El caso es uno de los muchos destacados en un nuevo informe del Instituto de Riesgos Estratégicos de China sobre la Represión Económica Transnacional, que analiza cómo China utiliza palancas financieras para coaccionar a los disidentes extranjeros.
Las tensiones entre Beijing y el Reino Unido han disminuido un poco desde la visita de Keir Starmer a Beijing en enero. El ministro de Asuntos Exteriores de China hizo nuevos llamamientos para profundizar la cooperación entre los dos países el lunes durante una reunión con el asesor de seguridad nacional del Reino Unido, Jonathan Powell, según los informes.
El informe del grupo de expertos global pidió al gobierno del Reino Unido que defina la TNR económica, impida medidas con motivaciones políticas como la congelación de cuentas y fondos bancarios, retire las cualificaciones profesionales y evite facturas de impuestos retrospectivas que empeoren materialmente a las personas.
“La renuencia de las instituciones financieras a lidiar con TNR económicas por el supuesto temor de que hacerlo podría perjudicar sus ganancias en jurisdicciones como China es precisamente la razón por la que la práctica debe definirse adecuadamente en la ley”, dice el informe.

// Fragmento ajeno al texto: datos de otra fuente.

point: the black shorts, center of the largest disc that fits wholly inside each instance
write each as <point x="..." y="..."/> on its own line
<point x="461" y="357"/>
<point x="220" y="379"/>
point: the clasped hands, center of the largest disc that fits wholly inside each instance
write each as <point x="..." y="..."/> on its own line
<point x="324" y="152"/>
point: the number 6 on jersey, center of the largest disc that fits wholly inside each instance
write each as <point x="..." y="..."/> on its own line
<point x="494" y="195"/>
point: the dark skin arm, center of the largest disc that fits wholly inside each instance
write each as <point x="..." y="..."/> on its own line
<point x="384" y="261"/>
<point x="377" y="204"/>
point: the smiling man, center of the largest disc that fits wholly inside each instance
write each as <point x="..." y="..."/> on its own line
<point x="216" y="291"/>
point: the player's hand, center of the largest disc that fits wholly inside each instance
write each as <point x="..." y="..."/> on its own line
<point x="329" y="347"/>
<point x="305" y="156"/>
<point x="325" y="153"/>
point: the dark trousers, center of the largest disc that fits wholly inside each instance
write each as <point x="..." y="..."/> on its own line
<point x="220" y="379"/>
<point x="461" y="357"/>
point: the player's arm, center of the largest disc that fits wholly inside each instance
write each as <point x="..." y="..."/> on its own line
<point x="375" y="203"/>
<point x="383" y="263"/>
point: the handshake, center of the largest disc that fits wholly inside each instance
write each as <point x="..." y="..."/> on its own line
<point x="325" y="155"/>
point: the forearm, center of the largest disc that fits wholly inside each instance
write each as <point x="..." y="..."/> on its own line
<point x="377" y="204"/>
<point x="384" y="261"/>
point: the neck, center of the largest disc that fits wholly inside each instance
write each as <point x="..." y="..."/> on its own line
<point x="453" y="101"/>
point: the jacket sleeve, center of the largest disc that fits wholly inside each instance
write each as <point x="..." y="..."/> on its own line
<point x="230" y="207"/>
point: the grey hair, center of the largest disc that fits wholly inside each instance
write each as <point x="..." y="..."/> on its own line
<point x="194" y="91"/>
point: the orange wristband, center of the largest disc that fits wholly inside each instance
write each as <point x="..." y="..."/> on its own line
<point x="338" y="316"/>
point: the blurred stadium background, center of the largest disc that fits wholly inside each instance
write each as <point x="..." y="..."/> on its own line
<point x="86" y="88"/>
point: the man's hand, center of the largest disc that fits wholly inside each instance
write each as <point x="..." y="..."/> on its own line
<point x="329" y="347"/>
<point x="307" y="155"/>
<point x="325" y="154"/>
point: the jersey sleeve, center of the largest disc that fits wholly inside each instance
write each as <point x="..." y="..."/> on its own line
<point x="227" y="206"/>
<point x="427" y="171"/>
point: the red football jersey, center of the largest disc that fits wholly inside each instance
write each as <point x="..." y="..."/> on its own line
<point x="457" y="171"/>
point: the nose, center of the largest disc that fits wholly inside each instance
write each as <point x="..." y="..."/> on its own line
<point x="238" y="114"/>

Destaca las instituciones financieras en el Reino Unido y Alemania que enfrentan obligaciones de cumplir con las leyes de seguridad interna chinas aplicables externamente. Los dos países firmaron un acuerdo con China para crear grupos de trabajo para combatir el lavado de dinero, que según el informe corre el riesgo de utilizar más TNR económicos.
También apunta a la coerción a través del Fondo de Previsión Obligatorio (MPF) de Hong Kong, donde el ciudadano medio de Hong Kong tiene ahorros para pensiones por valor de 26.376 libras esterlinas, según cifras oficiales. Las autoridades de Hong Kong se niegan a reconocer los pasaportes nacionales británicos (de ultramar) y los visados BNO como válidos para retiros anticipados de fondos de jubilación. En 2023, las personas que se mudaron al Reino Unido con visas BNO expresaron su preocupación por el hecho de que HMRC compartiera datos personales con las autoridades chinas como parte de acuerdos comerciales bilaterales.

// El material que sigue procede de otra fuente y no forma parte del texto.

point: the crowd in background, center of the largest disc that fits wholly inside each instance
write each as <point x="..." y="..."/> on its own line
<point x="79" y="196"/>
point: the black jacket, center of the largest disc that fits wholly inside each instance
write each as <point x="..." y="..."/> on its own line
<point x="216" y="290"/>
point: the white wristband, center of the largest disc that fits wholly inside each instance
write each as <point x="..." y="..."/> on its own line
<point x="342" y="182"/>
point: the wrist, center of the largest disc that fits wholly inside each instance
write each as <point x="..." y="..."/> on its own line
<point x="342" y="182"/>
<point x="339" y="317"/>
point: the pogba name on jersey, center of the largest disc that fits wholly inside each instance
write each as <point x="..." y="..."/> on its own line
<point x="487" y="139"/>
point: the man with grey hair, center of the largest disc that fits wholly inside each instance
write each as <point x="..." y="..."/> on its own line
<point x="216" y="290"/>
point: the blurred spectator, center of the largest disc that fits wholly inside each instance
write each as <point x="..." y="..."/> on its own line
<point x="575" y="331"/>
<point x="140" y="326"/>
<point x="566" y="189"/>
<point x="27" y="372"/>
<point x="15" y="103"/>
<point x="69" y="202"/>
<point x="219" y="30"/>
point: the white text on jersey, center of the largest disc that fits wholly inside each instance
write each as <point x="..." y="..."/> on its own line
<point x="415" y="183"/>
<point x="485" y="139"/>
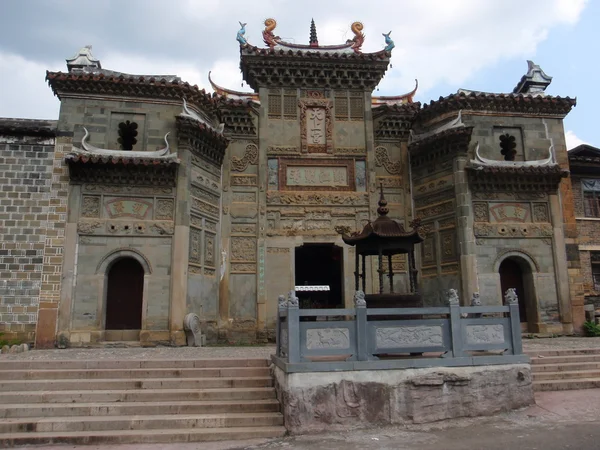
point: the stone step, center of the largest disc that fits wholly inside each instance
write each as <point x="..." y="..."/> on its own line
<point x="565" y="359"/>
<point x="58" y="374"/>
<point x="565" y="367"/>
<point x="563" y="385"/>
<point x="201" y="363"/>
<point x="563" y="352"/>
<point x="132" y="383"/>
<point x="139" y="436"/>
<point x="146" y="422"/>
<point x="143" y="395"/>
<point x="36" y="410"/>
<point x="566" y="375"/>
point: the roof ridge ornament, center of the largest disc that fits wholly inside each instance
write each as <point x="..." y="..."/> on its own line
<point x="535" y="81"/>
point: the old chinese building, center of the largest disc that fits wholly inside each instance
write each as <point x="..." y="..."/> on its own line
<point x="149" y="199"/>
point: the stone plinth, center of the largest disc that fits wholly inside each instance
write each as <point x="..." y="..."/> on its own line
<point x="339" y="400"/>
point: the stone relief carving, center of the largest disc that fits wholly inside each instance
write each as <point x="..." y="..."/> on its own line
<point x="327" y="338"/>
<point x="485" y="334"/>
<point x="314" y="198"/>
<point x="195" y="246"/>
<point x="243" y="249"/>
<point x="382" y="159"/>
<point x="164" y="209"/>
<point x="540" y="212"/>
<point x="89" y="226"/>
<point x="316" y="125"/>
<point x="417" y="336"/>
<point x="203" y="207"/>
<point x="209" y="249"/>
<point x="389" y="182"/>
<point x="90" y="206"/>
<point x="480" y="212"/>
<point x="250" y="157"/>
<point x="136" y="190"/>
<point x="243" y="180"/>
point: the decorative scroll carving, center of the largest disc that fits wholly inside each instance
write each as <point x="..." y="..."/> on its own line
<point x="540" y="212"/>
<point x="326" y="338"/>
<point x="90" y="206"/>
<point x="382" y="159"/>
<point x="317" y="198"/>
<point x="485" y="334"/>
<point x="250" y="157"/>
<point x="195" y="246"/>
<point x="164" y="209"/>
<point x="480" y="212"/>
<point x="243" y="180"/>
<point x="316" y="125"/>
<point x="243" y="249"/>
<point x="135" y="190"/>
<point x="417" y="336"/>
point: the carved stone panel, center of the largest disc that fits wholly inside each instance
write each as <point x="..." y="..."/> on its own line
<point x="417" y="336"/>
<point x="510" y="212"/>
<point x="485" y="334"/>
<point x="327" y="338"/>
<point x="90" y="206"/>
<point x="117" y="207"/>
<point x="243" y="249"/>
<point x="164" y="209"/>
<point x="315" y="175"/>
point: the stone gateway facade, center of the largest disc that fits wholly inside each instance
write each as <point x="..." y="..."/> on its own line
<point x="149" y="199"/>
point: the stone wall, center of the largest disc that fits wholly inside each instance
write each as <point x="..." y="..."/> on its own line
<point x="25" y="197"/>
<point x="314" y="402"/>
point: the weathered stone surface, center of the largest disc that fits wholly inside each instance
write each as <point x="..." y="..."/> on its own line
<point x="340" y="400"/>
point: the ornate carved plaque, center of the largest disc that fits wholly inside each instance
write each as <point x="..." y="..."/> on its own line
<point x="316" y="175"/>
<point x="127" y="207"/>
<point x="325" y="338"/>
<point x="417" y="336"/>
<point x="510" y="212"/>
<point x="485" y="334"/>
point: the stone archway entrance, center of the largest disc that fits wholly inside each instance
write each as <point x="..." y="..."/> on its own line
<point x="124" y="295"/>
<point x="320" y="265"/>
<point x="516" y="273"/>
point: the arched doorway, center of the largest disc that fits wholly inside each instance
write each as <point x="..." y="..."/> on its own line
<point x="124" y="295"/>
<point x="515" y="272"/>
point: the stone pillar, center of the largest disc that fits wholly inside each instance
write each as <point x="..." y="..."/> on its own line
<point x="464" y="208"/>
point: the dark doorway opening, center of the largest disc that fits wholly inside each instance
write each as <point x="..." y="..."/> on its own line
<point x="511" y="276"/>
<point x="320" y="265"/>
<point x="124" y="295"/>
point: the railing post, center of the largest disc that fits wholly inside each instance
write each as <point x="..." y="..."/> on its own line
<point x="512" y="300"/>
<point x="455" y="326"/>
<point x="282" y="304"/>
<point x="361" y="326"/>
<point x="293" y="328"/>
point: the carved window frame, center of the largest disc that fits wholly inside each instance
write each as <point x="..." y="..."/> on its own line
<point x="327" y="105"/>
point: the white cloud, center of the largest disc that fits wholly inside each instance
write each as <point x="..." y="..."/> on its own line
<point x="572" y="140"/>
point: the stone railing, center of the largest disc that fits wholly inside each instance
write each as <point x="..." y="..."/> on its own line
<point x="361" y="339"/>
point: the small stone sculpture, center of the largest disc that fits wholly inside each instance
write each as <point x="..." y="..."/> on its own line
<point x="193" y="333"/>
<point x="359" y="299"/>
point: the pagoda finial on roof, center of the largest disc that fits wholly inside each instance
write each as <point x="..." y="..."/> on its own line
<point x="314" y="42"/>
<point x="382" y="210"/>
<point x="82" y="59"/>
<point x="535" y="81"/>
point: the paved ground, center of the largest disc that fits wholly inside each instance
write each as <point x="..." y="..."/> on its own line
<point x="560" y="420"/>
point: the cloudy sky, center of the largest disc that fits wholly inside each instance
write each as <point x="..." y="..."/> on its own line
<point x="445" y="44"/>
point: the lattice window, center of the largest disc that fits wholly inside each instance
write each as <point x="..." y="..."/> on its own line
<point x="357" y="109"/>
<point x="341" y="106"/>
<point x="275" y="104"/>
<point x="290" y="104"/>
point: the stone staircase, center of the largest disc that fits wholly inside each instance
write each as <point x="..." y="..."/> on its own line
<point x="134" y="401"/>
<point x="559" y="370"/>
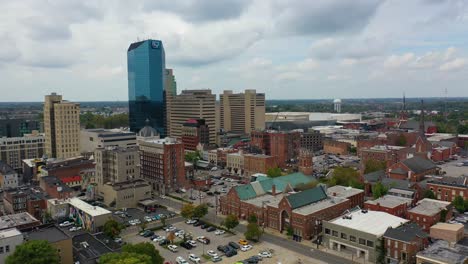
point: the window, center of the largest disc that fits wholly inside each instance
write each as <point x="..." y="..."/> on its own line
<point x="362" y="241"/>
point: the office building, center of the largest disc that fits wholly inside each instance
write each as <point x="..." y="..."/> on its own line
<point x="61" y="127"/>
<point x="14" y="150"/>
<point x="91" y="139"/>
<point x="9" y="240"/>
<point x="242" y="112"/>
<point x="195" y="132"/>
<point x="146" y="85"/>
<point x="192" y="104"/>
<point x="163" y="164"/>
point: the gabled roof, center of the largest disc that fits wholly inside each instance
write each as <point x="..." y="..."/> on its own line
<point x="418" y="164"/>
<point x="306" y="197"/>
<point x="407" y="232"/>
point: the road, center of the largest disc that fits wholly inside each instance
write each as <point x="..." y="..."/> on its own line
<point x="279" y="241"/>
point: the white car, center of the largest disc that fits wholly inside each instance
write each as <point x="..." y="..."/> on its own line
<point x="66" y="223"/>
<point x="219" y="232"/>
<point x="172" y="248"/>
<point x="264" y="254"/>
<point x="246" y="248"/>
<point x="181" y="260"/>
<point x="212" y="253"/>
<point x="194" y="258"/>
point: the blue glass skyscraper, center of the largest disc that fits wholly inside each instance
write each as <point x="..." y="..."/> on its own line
<point x="146" y="63"/>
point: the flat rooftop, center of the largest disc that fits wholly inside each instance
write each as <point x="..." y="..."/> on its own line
<point x="372" y="222"/>
<point x="441" y="251"/>
<point x="343" y="191"/>
<point x="390" y="201"/>
<point x="87" y="208"/>
<point x="429" y="207"/>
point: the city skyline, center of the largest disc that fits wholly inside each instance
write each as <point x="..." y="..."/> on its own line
<point x="288" y="50"/>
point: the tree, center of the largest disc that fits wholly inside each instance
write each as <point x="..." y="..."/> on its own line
<point x="274" y="172"/>
<point x="429" y="194"/>
<point x="231" y="222"/>
<point x="252" y="218"/>
<point x="372" y="165"/>
<point x="379" y="190"/>
<point x="200" y="210"/>
<point x="125" y="258"/>
<point x="187" y="211"/>
<point x="253" y="232"/>
<point x="112" y="228"/>
<point x="144" y="248"/>
<point x="34" y="252"/>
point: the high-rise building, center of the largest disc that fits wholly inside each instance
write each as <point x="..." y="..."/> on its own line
<point x="192" y="104"/>
<point x="242" y="112"/>
<point x="146" y="85"/>
<point x="163" y="164"/>
<point x="61" y="127"/>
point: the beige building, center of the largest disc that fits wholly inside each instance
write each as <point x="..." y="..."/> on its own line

Un portavoz de la embajada china dijo: “Estas acusaciones son completamente infundadas e irrefutables.
“La lucha contra el delito de blanqueo de dinero es una responsabilidad compartida de todos los países, incluidos China y el Reino Unido”.
Jiangui Fang, ex abogado de derechos humanos, dijo que se vio obligado a renunciar a su licencia porque habló abiertamente sobre el colapso del Estado de derecho en China.

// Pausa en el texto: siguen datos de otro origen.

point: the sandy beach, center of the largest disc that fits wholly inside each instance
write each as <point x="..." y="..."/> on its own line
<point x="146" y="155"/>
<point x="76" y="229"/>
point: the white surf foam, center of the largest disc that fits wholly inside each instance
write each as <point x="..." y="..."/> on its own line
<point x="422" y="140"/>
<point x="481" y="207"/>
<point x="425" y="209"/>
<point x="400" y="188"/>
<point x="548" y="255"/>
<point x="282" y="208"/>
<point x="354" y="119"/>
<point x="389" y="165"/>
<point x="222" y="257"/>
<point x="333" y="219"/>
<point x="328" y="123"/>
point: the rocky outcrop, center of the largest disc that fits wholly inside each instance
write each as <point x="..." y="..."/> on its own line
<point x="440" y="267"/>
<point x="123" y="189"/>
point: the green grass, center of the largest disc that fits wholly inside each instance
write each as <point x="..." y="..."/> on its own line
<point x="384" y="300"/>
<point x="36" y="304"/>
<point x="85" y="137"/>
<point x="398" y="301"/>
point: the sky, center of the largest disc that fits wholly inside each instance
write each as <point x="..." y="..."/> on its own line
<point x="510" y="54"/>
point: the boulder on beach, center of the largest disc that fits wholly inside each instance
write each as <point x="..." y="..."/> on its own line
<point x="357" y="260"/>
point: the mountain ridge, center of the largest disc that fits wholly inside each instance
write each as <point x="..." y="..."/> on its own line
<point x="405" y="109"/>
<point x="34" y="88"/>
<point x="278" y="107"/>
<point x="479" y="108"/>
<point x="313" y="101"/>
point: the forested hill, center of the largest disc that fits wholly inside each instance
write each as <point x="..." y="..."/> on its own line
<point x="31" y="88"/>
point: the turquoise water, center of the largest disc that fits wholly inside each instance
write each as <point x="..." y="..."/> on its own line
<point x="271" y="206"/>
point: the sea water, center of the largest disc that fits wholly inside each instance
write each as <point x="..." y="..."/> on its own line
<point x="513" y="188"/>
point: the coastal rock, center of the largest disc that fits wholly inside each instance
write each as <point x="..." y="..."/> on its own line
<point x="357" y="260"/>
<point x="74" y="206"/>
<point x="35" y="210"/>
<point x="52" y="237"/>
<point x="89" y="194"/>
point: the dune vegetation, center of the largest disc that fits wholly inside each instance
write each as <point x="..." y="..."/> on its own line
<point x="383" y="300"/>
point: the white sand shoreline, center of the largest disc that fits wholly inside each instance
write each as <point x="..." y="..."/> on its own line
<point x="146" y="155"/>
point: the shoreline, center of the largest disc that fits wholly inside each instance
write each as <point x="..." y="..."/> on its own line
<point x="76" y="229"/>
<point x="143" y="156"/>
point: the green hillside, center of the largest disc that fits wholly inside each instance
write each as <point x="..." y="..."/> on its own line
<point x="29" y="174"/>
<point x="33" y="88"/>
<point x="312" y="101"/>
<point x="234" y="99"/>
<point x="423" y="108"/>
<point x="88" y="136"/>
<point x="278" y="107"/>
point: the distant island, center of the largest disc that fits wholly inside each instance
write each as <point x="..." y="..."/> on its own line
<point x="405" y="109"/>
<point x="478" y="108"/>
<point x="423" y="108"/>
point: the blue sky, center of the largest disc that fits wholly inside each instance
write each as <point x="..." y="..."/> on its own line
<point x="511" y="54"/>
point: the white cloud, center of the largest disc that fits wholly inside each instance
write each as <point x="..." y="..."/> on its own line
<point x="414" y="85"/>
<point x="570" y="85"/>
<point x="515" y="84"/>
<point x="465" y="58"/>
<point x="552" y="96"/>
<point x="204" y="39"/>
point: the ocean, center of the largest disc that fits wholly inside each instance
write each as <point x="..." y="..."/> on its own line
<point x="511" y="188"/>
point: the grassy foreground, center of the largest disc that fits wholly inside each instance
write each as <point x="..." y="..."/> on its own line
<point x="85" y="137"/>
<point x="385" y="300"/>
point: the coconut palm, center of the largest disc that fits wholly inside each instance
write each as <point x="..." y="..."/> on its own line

Después de trabajar en un campo políticamente sensible para una empresa de Beijing, Fang abandonó China en 2024 después de enterarse de que estaba bajo investigación después de ejercer presión sobre cuestiones de derechos humanos en conferencias internacionales.
En una entrevista de radio en 2025, habló críticamente de cómo el estado de derecho había decaído en China bajo Xi Jinping. Después de eso, le dijeron que Fang, un funcionario judicial de Beijing, quería solicitar que le revocaran su licencia de abogado, o suspenderían todo su bufete de abogados.
En julio de 2025, lo siguió. Ahora está desempleado en el Reino Unido y no puede transferir sus cualificaciones.
“No tuve elección”, dijo Fang. “Si el Buró Judicial quiere castigar a los abogados, debería hacerlo basándose en una denuncia formal”, dijo, y no “sólo por razones políticas”.